What exactly do you want to know? How technically it's sent and stored inside the repo? Well, the file (big or not) it's compressed and sent to the server in 4MB chunks packets, then the server will store the file content and the changeset metadata inside the database.

 

Note: Compression can be optionally disabled for certain file extensions when you know for sure the file can't be compressed. You will save time during the checkin operation since it won't try to compress something that it's already compressed.

 

Can you explain the statement "I think git is going to be the bottleneck in your case." further. Are you referring to the max size of the allowed repo on the bitbucket hosting site or some other limit?

 

Git is not good handling (reading/writing) big files so if you are exporting data to Plastic (from Git) Git might have issues reading/processing the big files.
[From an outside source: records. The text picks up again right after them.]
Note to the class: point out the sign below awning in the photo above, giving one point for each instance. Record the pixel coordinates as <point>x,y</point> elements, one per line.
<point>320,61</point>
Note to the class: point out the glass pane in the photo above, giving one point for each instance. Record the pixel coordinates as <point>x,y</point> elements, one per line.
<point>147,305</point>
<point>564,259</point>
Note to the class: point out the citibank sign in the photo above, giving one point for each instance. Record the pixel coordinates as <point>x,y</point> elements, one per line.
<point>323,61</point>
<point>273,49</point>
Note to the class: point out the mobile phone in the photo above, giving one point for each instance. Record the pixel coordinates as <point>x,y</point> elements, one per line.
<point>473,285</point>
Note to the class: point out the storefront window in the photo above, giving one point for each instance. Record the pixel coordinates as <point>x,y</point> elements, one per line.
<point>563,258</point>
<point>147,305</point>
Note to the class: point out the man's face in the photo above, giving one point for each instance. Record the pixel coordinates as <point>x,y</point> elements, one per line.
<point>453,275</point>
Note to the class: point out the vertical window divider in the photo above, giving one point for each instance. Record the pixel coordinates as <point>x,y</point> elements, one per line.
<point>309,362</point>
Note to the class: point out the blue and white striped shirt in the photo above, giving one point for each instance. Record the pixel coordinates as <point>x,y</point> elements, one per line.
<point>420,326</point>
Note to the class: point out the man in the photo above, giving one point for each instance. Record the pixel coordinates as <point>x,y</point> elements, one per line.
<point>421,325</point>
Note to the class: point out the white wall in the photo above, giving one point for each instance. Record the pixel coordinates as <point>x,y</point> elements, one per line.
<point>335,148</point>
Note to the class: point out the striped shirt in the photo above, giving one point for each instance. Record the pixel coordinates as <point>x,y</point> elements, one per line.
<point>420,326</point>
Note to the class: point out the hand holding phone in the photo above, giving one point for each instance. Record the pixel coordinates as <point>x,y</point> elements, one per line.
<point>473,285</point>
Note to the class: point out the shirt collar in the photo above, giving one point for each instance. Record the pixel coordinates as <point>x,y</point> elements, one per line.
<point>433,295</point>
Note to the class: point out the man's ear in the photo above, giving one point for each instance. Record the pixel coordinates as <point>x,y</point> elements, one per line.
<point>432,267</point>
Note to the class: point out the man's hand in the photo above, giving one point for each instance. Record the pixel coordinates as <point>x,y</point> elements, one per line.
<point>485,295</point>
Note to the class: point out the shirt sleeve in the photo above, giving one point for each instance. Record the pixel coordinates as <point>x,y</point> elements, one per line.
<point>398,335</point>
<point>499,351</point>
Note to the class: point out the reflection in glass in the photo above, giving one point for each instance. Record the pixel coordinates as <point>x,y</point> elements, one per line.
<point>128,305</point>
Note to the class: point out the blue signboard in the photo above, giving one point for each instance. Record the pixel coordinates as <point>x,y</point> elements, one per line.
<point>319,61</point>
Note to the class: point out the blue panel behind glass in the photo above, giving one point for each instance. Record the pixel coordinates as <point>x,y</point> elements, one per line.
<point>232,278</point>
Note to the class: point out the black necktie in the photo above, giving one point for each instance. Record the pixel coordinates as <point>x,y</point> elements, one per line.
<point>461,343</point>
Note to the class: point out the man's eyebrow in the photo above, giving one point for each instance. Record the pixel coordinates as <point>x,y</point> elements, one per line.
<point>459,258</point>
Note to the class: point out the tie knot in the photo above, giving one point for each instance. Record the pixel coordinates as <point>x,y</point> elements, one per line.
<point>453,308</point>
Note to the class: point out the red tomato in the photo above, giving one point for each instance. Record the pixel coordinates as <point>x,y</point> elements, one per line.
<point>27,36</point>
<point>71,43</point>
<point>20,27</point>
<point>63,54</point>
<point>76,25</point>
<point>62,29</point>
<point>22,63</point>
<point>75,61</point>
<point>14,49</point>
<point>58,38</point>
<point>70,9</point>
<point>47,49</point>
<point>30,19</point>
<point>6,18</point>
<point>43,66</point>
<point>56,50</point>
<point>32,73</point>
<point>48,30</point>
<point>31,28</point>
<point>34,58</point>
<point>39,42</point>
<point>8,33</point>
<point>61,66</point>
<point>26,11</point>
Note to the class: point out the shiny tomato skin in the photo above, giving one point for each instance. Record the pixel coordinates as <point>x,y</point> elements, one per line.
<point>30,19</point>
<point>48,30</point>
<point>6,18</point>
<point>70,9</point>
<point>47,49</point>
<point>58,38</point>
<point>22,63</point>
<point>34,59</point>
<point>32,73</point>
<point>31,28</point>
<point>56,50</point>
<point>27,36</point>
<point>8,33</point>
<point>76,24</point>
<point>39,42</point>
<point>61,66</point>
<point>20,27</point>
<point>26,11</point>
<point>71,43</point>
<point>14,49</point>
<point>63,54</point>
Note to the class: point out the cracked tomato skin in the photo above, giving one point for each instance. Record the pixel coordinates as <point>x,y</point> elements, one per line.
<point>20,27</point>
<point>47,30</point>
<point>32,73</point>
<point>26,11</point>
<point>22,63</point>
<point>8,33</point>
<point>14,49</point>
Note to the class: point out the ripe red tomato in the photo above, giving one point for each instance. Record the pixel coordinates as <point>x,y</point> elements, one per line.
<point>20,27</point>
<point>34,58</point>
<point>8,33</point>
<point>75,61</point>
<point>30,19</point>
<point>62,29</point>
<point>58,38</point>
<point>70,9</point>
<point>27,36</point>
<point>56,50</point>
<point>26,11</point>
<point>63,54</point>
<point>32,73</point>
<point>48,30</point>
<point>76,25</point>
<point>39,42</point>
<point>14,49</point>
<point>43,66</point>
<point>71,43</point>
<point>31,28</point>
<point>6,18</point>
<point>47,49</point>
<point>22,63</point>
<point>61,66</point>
The same might happen while pushing data from Plastic to Git, Git can have issues adding them to the Git repository. 

 

 

Does it only store the latest version for the file? i.e. it doesn't keep a history on them?

 

Plastic will store all the revisions, even if you archive the revision content of a file (cm archive) the metadata will be remain at the repo so the history

 command will continue working.

 

How does it know they are large binary files? Do I need to mark folders or files in a specific way when using gitsync?

 

Plastic is size agnostic, you add a file and Plastic will store it.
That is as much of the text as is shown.